Analysis of 2211 samples analyzed in 94 assays
Below is an analysis of a hypothetical pathogen screen of 1122 patient samples carried out in 4 different ways:
- Single sample per well: This is the traditional way assays are run where each sample is tested with a single assay. The patient sample is assumed to be positive or negative. if the assay is positive or negative respectively. In all cases, this assay requires 1122 tests.
- 36 sample pool with simple retest Here samples are pooled into group of 36 and tested. If the test comes back positive, each member of that pool is tested alone in a second round of testing. The number of assays here varies depending on the number of positive pools.
- XL3 This is the pure multiplex Origami Assay XL3 that tests all compounds in just 94 wells. In this case, the design is conservatively decoded such that if a sample is in a positive well 2x or 3x times it is called as a positive. This strategy is known to cause false positive results, particularly at higher prevalence, but is less likely to make a false negative call.
- aXL3 with simple retest This is the same multiplex Origami Assay XL3 above followed by a one by one retest of all positive results. Because of the second re-test step, the number of assays required will change for each condition.
- Phase diagram The phase diagram identifies which pooling design is best for each set of error and prevalence. The best design must:
- Have a Matthew's correlation coefficient (MCC)>0.95. This corresponds to an condition where the assay results are maximally informative of the sample status.
- If multiple designs satisfy the MCC criteria, the model with the fewest expected number of assays is selected.
The metrics used to describe each experimental design performance are as follows:
- Matthew's correlation coefficient (MCC) (color shades): The performance of each condition is measured using the Matthew's correlation coefficient, abbreviated as MCC. MCC is used in bioinformatics and machine learning because it is better able to handle skewed cases where there are few positive or negative results. An MCC score of 1.0 indicates perfect agreement between the assay and the sample state, while an MCC score of 0.0 would indicate a complete lack of association.
- Assay number (stipples): For the retest cases, we have shown the number of tests expected for each condition. In general, a higher number of dots indicates more assays are required.

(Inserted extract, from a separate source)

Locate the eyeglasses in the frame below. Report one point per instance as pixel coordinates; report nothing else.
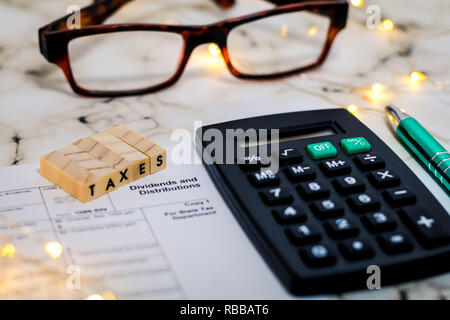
(128, 59)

To create these diagrams, we randomly created 500 experiments, each with 1122 samples for each prevalence and single assay accuracy rate. Next we ran each assay in silico
and decoded the results. For each experiment we could then compute the true positive, true negative, false positive, and false negative counts. Furthermore, each virtual run allowed us to record the number of assays that would need to be performed.
The MCC data and number of assays required are median values from the full list of 500. For each condition, we also have a high resolution description of the error distributions as is shown in in Figure 2 at the bottom for the condition prevalence=0.001, assay accuracy rate 0.99, and at prevalence 0.02 and accuracy 0.95.
Matthew's correlation coefficient and assay size requirements for four different models. The phase diagram shows which models work best under what conditions. The actual values in the figure are shown by hovering over the cell to display the underlying data.
Detailed comparison of statistics for two cases. (a) High accuracy, low prevalence case (prevalence=0.001, assay accuracy rate 0.99), and (b) moderate accuracy, and moderate prevalence case (prevalence=0.02, assay accuracy rate 0.95).
Overall these results show that pure multiplex assay (XL3) performs well only at low prevalence (0.1% or just over 1 positive sample in the 1122 group). The reason the MCC falls off at higher prevalence is because the XL3 assay begins to produce more false positives (as is shown in Figure 2).
The second stage of retesting yields significantly better results across the board, with the aXL3 design showing the greatest robustness to assay error.
Traditional single assay per sample designs only become appropriate when the prevalence is high (>12%).
Not surprisingly, the single assay accuracy rate is important. At accuracies below 0.98, none of the designs can achieve an MCC score of >0.95. While I suspect that a model with a greater number of internal replicates could overcome this assay error, it would do so at the cost of the design compression--possibly a worthwhile tradeoff.